Source: portlandmercury.com
Cannabis is totally legal, dude! Wait... how did this happen again?
IT'S A LONG and sort of sad story. When I give presentations about marijuana laws, I sometimes start by saying something like, "For most of American history, cannabis was legal to grow and consume." This tends to get people's attention and it is also demonstrably true.
I recently learned that the first cannabis law on this continent was passed by the Virginia General Assembly in 1619, more than 150 years before the American Revolutionary War. That law required every farmer to grow hemp, for use in rope, sails, and clothing. As our Congressman Earl Blumenauer is fond of pointing out, several of the early US presidents grew hemp.
The local practice of smoking high-THC cannabis as we know it now appeared in Texas border towns around 100 years ago. After the Mexican Revolution of 1910, Mexican immigrants flooded into the US, and some of them smoked weed. For a little while there, marijuana was openly plentiful along the Texas border, advertised in markets and drugstores. Pot was even shipped in small packets by mail to customers in other states.
From that point through the 1930s, marijuana became associated in the public imagination with black and Latino migrant workers. This led to laws motivated by racism and xenophobia, and by 1931, 29 states had outlawed marijuana. Those laws were facilitated by campy propaganda and "research," linking marijuana to violence, crime, insanity, and addiction.
In 1935, Oregon passed the Uniform State Narcotic Drug Act, a law designed to help states prosecute possession of certain drugs, including marijuana. The federal government took its first action two years later, when Congress passed the Marijuana Tax Act. That law was enacted over strong objections from the American Medical Association, and it resulted in marijuana being dropped from the US Pharmacopeia.
Marijuana's forbidden status was solidified under the federal Controlled Substances Act of 1970. That law classifies marijuana as a Schedule 1 narcotic along with LSD and heroin, with a "high potential for abuse" and no safe dose. Nonetheless, a few states began to roll back penalties for marijuana use in the '70s.

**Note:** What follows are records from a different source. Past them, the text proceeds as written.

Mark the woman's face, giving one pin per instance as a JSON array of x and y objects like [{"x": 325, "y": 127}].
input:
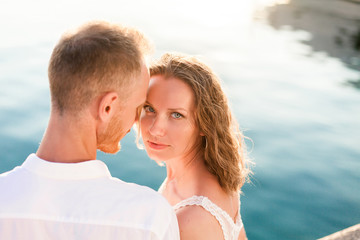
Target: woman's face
[{"x": 167, "y": 121}]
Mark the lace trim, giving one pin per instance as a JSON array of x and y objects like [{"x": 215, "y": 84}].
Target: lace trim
[{"x": 217, "y": 212}]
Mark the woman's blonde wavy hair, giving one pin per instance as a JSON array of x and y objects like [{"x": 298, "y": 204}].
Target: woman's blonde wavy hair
[{"x": 222, "y": 144}]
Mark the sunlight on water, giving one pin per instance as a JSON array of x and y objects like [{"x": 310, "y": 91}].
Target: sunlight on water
[{"x": 285, "y": 65}]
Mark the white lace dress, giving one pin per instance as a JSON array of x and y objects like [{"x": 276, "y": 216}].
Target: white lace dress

Oregon was first, decriminalizing the possession of small amounts of marijuana in 1973.
Nothing major happened until 1996, when California voters passed Proposition 215, legalizing medical marijuana. The Oregon Medical Marijuana Act passed two years later. We got licensed dispensaries in 2013, and after Measure 91 passed, we got recreational marijuana. Today, medical marijuana is legal in 23 states and recreational marijuana is legal in four states (as well as DC).
Marijuana will be federally legal soon—probably. If California goes recreational next year, that might be a tipping point. If a Democrat is elected president in 2016, that would help. And when it's all over, Oregon can claim that it has been a cannabis pioneer. And you can say you were there.